Activation of the signal transducer and activator of transcription (STAT) pathway has been linked to SAHA resistance in lymphoma [12]. The latest study also elucidated SAHA could upregulate the expression of leukemia inhibitory factor receptor (LIFR) through epigenetic modification of its promoter, leading to the activation of IL-6-LIFR-JAK-STAT3 pathway. It subsequently reduced the response of some breast cancer cells to chemotherapeutics, including HDACs inhibitors themselves [8]. To figure out the reason, firstly, activation of STAT3 promotes the growth of tumor cells by regulating key target genes involved in modulating cellular proliferation and metabolism, suppressing apoptosis, and responding to hypoxia [13]. Furthermore, immunosuppressive factors mediated by STAT3 activation in the tumor microenvironment (such as IL-6, IL-10, TGF-β, and VEGF) stimulates positive-feedback amplification of STAT3 activation in both tumor cells and tumor-infiltrating immune cells [[14], [15], [16], [17], [18]]. It could result in complex crosstalk between cancer cells and immune cells. This process could increase growth and survival of tumor cell, and diminish anti-tumor immunity. Collectively, upregulation of STAT3 induced by treatment of HDACs inhibitors is observed as an inevitable hindrance for the clinical application of HDACs inhibitors in some solid tumors. Therefore, as a possible solution, combinations between HDACs inhibition and antagonism of the oncogenic signaling pathways upstream of STAT3 might provide a promising and novel approach for chemotherapy of some solid malignancies.

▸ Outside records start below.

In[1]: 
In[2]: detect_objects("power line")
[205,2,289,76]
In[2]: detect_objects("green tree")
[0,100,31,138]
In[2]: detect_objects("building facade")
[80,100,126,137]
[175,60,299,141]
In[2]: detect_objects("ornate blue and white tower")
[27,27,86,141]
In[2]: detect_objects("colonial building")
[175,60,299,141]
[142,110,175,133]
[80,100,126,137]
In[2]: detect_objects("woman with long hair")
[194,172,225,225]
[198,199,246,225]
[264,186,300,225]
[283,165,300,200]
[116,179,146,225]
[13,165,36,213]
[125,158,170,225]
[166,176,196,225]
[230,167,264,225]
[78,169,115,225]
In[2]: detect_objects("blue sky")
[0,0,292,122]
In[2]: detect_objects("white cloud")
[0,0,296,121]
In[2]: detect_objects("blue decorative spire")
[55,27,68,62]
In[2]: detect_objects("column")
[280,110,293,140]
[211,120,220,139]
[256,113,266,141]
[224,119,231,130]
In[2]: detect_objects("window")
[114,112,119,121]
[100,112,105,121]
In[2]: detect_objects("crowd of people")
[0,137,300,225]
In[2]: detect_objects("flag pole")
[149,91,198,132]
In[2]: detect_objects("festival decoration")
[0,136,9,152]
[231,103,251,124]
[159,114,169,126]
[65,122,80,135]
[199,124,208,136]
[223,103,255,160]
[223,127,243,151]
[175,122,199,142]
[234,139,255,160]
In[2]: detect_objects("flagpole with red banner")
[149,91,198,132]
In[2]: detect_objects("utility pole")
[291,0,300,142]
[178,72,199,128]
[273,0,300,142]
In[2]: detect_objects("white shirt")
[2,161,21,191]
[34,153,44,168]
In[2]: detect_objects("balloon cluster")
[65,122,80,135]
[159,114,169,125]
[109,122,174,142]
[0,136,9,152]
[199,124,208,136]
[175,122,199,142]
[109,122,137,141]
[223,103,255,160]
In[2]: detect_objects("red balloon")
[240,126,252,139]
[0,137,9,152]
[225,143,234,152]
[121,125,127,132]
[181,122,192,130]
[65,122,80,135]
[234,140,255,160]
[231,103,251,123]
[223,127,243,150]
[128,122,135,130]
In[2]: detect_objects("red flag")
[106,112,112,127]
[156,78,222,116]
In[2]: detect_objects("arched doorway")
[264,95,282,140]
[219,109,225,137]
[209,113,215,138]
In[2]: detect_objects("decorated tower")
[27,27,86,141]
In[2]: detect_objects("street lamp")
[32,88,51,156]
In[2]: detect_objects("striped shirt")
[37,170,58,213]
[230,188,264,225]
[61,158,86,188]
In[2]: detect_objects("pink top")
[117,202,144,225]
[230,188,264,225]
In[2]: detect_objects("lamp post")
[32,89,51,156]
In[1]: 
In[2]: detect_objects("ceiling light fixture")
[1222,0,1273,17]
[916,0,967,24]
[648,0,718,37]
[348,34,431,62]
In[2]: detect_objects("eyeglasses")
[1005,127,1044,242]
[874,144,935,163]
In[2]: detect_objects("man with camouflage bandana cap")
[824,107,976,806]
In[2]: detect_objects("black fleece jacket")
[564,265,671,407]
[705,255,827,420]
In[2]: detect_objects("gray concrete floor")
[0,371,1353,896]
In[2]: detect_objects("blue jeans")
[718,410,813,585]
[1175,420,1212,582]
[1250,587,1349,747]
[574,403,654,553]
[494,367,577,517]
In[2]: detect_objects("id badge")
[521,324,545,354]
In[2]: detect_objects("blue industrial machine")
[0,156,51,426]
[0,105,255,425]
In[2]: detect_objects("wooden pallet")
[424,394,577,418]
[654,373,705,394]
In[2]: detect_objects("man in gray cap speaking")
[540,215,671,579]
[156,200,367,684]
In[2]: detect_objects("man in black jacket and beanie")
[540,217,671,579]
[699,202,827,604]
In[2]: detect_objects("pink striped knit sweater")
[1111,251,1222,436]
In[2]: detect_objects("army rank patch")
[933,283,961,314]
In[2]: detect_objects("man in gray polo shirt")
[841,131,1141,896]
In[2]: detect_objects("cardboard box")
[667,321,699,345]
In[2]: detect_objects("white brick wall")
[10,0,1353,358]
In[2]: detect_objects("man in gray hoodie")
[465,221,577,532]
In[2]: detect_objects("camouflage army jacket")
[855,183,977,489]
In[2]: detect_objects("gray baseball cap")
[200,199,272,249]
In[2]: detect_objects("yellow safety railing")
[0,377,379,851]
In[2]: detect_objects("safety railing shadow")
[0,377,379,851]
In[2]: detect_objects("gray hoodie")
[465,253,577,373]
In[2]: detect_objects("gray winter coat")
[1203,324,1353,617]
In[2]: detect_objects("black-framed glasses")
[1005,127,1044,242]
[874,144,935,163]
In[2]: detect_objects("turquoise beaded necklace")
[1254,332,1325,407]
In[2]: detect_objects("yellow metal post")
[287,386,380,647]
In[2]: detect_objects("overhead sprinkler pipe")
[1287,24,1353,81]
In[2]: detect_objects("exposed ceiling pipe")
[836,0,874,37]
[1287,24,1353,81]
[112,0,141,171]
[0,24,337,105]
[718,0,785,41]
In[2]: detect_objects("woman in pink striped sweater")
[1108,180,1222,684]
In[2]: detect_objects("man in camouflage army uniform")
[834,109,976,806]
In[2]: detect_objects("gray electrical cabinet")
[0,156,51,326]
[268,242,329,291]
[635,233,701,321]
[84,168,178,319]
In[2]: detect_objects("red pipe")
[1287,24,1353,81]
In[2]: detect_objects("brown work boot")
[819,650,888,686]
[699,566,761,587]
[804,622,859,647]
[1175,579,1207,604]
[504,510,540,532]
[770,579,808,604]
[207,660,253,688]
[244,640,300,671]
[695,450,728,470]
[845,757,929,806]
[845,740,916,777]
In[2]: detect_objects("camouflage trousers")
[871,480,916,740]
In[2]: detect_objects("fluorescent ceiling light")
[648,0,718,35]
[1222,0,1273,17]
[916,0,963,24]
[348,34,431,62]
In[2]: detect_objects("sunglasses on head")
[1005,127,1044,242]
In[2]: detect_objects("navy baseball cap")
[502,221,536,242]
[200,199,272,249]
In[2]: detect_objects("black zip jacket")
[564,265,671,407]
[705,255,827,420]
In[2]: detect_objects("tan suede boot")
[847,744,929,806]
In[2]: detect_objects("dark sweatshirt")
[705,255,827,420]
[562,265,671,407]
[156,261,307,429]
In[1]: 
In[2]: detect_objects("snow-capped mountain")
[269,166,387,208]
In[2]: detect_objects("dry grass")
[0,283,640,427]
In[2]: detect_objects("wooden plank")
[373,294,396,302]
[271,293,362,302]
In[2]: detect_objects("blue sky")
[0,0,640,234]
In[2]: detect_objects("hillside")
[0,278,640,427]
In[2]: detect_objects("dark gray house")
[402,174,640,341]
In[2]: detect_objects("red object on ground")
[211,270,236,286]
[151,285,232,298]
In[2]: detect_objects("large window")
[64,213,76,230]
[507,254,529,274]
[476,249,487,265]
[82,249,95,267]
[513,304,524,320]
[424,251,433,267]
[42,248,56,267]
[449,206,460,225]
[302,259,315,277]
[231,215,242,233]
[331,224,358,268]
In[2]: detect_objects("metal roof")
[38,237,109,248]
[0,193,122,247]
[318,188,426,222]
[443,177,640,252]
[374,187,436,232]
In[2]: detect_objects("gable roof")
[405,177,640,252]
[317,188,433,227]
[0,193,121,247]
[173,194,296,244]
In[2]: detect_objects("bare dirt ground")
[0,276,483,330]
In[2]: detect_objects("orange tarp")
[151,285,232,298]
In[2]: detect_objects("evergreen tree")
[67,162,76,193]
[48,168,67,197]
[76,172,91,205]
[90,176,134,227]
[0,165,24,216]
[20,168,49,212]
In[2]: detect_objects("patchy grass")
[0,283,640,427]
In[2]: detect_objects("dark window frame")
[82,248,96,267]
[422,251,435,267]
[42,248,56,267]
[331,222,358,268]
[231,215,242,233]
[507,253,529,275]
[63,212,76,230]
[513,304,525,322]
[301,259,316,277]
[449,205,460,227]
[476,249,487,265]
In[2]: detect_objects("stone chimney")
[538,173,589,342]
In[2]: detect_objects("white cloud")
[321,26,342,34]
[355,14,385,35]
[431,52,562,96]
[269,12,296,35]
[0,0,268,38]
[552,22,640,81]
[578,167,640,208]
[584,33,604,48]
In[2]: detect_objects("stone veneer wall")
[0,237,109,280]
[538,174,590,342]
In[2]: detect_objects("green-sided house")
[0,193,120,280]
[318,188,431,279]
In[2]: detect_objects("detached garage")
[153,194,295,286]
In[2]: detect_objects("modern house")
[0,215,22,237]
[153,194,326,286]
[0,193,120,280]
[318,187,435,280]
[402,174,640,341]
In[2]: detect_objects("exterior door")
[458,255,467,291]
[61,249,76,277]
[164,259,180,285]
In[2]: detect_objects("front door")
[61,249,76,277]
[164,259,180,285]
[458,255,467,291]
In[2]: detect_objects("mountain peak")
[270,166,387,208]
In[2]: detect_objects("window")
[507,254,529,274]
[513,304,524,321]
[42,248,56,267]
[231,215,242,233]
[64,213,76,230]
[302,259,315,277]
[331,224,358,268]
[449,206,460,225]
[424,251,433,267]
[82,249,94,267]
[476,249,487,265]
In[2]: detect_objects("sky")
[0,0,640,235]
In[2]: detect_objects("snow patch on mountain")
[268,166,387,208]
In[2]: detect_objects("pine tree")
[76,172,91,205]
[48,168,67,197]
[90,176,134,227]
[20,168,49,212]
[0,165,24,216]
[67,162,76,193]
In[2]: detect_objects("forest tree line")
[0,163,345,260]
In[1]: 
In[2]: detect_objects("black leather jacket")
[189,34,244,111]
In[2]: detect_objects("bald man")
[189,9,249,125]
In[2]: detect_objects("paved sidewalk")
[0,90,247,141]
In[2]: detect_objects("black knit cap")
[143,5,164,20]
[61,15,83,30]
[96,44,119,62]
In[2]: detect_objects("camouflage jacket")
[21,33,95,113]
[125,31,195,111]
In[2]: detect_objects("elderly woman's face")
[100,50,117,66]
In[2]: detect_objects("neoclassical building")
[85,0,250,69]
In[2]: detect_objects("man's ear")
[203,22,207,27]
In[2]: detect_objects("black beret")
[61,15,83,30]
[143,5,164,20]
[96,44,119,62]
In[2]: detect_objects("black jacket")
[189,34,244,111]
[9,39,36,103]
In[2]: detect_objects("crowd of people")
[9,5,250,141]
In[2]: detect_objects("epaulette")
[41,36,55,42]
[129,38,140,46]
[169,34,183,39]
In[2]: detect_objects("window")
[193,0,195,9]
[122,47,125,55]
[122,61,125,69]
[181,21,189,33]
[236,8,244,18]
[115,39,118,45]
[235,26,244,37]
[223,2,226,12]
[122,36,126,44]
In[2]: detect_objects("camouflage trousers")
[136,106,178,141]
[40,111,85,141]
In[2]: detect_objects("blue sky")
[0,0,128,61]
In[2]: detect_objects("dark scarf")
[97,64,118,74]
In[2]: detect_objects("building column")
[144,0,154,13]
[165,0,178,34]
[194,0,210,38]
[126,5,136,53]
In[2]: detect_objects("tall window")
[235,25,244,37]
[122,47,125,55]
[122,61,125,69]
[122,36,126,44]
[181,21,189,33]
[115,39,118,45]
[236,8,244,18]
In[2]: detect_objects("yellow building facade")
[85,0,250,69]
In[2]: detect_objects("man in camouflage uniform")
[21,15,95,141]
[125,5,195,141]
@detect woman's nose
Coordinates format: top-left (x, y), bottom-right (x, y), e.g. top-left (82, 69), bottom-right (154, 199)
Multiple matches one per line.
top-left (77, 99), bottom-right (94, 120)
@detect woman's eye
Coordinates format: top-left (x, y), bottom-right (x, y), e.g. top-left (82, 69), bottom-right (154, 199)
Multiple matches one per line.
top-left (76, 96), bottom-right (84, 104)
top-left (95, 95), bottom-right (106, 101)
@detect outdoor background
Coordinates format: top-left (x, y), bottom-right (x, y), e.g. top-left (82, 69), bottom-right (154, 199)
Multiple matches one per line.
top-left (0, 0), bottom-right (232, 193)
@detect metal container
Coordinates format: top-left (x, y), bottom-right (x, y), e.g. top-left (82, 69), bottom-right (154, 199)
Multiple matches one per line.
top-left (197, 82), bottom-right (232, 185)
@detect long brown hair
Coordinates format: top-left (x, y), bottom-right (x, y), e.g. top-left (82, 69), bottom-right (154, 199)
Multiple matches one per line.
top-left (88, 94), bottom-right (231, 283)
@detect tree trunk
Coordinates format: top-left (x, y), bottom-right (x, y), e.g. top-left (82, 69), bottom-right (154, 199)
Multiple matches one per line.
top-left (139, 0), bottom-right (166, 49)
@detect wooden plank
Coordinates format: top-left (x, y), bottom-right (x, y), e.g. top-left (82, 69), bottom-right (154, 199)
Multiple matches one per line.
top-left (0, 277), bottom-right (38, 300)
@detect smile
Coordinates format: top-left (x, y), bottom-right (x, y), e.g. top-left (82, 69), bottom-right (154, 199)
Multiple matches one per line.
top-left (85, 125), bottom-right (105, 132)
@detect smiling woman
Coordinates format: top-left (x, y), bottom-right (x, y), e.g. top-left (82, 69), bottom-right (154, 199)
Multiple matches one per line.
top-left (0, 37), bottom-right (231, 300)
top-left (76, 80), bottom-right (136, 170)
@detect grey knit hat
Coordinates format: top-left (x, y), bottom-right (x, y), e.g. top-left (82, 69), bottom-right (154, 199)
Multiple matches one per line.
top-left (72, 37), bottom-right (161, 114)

Clinically, drug cocktails have been widely used in cancer therapy. However, drug combinations are usually accompanied by complicated dose or schedule designs and might also cause safety problem due to the complexity of metabolism. Alternatively, the development of bifunctional with dual antagonist of STAT3 signaling and HDACs activity seems more feasible. To this end, it is considered as a good option by seeking and developing anti-cancer drug molecules from natural origins. The flavones and isoflavones are a class of promising anti-cancer natural products, which could block oncogenic signaling pathways upstream of STAT3 through different mechanisms in various cancer cells [[19], [20], [21], [22], [23], [24], [25]]. Based on the structure of flavones, there have been multiple studies concerning the structural modification and improvement of their anti-tumor activities [[26], [27], [28], [29], [30], [31], [32]]. Herein, based on the structure of flavones, novel HDACs inhibitors which also antagonize STAT3 activation are designed, synthesized and biologically screened. A lead compound has been identified, showing excellent potency in combinational treatment of various types of solid tumors cells, especially for triple-negative breast cancer subset in vivo.